You wont be disappointed 🙂

Nor was I! They came out beautifully–so many layers of flavor. Exquisite! I’m posting a link on Facebook (again) with my highest recommendation, now that I can say I’ve actually made them. They were really easy. Oh–I didn’t have roasted, salted pecans, but I did toast mine on a baking sheet in a 350 degree oven for about 6 minutes. Amazing, the difference in flavor.

Sarah | Broma Bakery

Thank you SO much, Jessalyn! I’m so glad you enjoyed them. And thank you for posting them on Facebook!
Good call on roasting them– it makes all the difference!

Reply

Hi Sarah,

These look beyond amazing. I am so excited to try them. Do you have any replacement suggestions for the cream cheese in the crust if trying to make this dairy free?

Thanks!!

Sarah | Broma Bakery
Reply

Hi Maya! I can’t say for sure, but I would try an extra 1/4 cup of butter, or something dairy-free like daiya!

Reply

Thanks for posting… I’m looking forward to baking these.
One correction, though. “The filling is made with honey instead of cornstarch”… I think you mean corn SYRUP!

Sarah | Broma Bakery
Reply

Oh goodness, you’re so right Catherine!
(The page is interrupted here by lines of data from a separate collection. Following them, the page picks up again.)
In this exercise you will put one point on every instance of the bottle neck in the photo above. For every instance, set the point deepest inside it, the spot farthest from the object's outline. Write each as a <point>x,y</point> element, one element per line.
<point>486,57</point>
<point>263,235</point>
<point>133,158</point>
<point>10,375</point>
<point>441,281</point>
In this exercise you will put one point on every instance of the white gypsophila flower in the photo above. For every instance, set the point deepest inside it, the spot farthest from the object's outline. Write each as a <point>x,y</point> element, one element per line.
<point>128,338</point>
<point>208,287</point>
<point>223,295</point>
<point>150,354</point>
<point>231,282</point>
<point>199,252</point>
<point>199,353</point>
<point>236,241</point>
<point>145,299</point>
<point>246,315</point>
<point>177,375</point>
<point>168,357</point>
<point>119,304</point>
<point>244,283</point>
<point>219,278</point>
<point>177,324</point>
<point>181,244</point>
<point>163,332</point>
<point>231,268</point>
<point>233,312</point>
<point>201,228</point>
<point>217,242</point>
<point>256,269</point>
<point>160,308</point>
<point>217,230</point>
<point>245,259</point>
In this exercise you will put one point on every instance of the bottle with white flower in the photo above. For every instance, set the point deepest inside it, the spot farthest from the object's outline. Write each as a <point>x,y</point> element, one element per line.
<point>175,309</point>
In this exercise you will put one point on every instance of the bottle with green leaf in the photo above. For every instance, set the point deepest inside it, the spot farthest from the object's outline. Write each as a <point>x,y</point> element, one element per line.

Thanks for pointing that out! Fixed now 🙂

Reply

I would love to try this recipe. My only question is, do i store them in the fridge and how long do they last. I want to send some festival goodies to my family here and want to know if this item would take the shipping.
Thank you

Sarah | Broma Bakery
Reply

Definitely at least 4 days– these are one of those desserts that gets better with time!

Reply

Can I make this as a pie instead?

Sarah | Broma Bakery
Reply

Definitely, it would be AMAZING as a pie. I would just be sure to only put the crust dough on the bottom of the pie tin.